I’m still trying to wrap my head around this new generation of AI tools, mostly ChatGPT and Midjourney as those are the big tools my coworkers and peers are using. But during my lunch break, I was reading a long-form post from a history professors’ perspective on the technology. The author Bret Devereaux did a great job, in my opinion, of simplifying how ChatGPT was created, and ultimately what it is doing:
It is crucial to note, however, what the data is that is being collected and refined in the training system here: it is purely information about how words appear in relation to each other. That is, how often words occur together, how closely, in what relative positions and so on. It is not, as we do, storing definitions or associations between those words and their real world referents, nor is it storing a perfect copy of the training material for future reference. ChatGPT does not sit atop a great library it can peer through at will; it has read every book in the library once and distilled the statistical relationships between the words in that library and then burned the library.

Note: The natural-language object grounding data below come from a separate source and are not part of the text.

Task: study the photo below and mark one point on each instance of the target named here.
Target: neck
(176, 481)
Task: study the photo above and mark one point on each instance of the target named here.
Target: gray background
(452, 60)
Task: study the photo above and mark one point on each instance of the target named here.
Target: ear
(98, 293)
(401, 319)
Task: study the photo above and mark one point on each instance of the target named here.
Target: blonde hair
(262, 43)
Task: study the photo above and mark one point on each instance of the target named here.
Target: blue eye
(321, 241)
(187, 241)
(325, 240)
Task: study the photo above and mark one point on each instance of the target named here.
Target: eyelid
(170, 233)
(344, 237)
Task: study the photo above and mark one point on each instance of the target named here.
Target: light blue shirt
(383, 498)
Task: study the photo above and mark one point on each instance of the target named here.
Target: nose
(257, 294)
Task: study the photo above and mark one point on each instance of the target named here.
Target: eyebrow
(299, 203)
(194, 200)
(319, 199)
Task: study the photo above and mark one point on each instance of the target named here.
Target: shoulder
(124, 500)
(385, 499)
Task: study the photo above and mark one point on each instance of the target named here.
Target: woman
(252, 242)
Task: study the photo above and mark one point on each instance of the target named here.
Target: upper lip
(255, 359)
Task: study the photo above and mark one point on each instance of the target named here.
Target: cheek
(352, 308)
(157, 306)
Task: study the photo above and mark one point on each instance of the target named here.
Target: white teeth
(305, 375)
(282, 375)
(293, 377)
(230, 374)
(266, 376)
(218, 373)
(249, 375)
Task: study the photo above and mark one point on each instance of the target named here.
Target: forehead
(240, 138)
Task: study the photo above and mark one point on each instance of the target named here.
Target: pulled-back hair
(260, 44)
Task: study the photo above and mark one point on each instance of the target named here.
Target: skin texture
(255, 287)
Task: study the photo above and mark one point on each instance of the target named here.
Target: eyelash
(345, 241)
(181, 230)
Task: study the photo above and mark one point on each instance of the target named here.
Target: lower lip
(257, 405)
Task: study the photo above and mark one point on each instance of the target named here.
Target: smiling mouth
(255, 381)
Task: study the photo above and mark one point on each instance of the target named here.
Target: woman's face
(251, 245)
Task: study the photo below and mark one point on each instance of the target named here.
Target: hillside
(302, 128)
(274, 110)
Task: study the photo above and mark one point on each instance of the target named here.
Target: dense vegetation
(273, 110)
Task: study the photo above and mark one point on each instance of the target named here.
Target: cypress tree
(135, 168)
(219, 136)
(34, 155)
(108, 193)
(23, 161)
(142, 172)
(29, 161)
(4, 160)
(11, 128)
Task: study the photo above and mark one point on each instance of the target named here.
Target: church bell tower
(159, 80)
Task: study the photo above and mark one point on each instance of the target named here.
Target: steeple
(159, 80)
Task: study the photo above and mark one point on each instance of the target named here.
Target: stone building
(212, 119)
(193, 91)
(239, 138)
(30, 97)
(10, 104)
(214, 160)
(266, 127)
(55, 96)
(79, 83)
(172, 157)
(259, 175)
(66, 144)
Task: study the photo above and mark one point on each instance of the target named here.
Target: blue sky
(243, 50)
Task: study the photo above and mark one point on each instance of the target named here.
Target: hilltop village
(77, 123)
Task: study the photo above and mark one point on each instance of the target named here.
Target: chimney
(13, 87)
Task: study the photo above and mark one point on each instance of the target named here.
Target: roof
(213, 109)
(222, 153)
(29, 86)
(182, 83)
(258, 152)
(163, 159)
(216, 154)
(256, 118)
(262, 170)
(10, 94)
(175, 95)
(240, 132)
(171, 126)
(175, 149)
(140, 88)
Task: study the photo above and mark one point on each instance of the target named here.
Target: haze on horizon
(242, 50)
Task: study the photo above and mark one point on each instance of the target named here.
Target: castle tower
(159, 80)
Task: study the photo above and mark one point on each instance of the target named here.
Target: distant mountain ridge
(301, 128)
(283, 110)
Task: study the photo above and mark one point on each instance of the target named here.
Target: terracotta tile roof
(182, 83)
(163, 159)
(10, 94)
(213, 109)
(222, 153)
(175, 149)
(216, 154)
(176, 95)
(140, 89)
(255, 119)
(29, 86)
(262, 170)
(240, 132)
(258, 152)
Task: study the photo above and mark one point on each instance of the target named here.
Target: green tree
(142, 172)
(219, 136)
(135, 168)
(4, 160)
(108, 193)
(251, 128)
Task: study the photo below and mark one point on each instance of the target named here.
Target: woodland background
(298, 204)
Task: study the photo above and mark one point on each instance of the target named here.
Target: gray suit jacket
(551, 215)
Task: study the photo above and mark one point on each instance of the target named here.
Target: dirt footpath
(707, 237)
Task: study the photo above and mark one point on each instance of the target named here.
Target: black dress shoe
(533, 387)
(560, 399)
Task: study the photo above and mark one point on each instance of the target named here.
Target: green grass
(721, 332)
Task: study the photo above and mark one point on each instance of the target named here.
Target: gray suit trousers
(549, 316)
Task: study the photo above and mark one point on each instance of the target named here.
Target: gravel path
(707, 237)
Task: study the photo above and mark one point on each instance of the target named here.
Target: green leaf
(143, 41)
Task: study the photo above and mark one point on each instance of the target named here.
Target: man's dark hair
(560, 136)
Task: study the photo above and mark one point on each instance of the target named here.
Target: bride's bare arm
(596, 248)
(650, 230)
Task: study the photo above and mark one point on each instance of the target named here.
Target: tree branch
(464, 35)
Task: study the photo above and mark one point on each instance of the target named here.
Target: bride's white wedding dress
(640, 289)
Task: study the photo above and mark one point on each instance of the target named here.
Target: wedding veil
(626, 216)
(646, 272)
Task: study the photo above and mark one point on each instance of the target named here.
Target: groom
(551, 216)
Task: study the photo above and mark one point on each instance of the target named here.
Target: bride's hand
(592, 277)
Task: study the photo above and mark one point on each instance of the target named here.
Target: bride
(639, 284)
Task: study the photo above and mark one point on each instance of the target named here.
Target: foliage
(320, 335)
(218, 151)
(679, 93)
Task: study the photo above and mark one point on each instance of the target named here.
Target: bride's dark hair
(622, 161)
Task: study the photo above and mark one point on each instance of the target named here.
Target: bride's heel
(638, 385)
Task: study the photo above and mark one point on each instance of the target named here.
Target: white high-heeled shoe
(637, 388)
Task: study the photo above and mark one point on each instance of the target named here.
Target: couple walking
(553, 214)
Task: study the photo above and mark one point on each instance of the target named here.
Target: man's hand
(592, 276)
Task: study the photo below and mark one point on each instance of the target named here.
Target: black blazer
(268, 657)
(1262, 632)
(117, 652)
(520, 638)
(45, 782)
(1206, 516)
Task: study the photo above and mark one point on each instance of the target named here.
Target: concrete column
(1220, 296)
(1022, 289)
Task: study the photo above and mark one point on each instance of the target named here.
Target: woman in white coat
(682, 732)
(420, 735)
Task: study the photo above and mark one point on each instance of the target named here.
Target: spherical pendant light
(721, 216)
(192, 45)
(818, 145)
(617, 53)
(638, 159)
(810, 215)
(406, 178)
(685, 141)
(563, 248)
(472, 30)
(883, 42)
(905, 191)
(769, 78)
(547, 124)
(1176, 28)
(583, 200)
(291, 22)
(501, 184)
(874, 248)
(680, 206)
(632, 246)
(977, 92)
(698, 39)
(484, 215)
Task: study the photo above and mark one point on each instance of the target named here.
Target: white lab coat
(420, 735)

ChatGPT does not understand the logical correlations of these words or the actual things that the words (as symbols) signify (their ‘referents’). It does not know that water makes you wet, only that ‘water’ and ‘wet’ tend to appear together and humans sometimes say ‘water makes you wet’ (in that order) for reasons it does not and cannot understand.
I highly recommend checking out the whole article. I think one of the important things that we need to keep in mind is how these AI tools are created, and that can help us better understand how to use them. This explanation breaks it down in a really simply way, and helps me understand how ChatGPT works, and why ChatGPT will sometimes make the mistakes it has in the past (especially in all the tech YouTube videos out there - I really like the one MKBHD made). I’d like to write more around this topic in the future, but right now I’m still trying to get my head around the technology.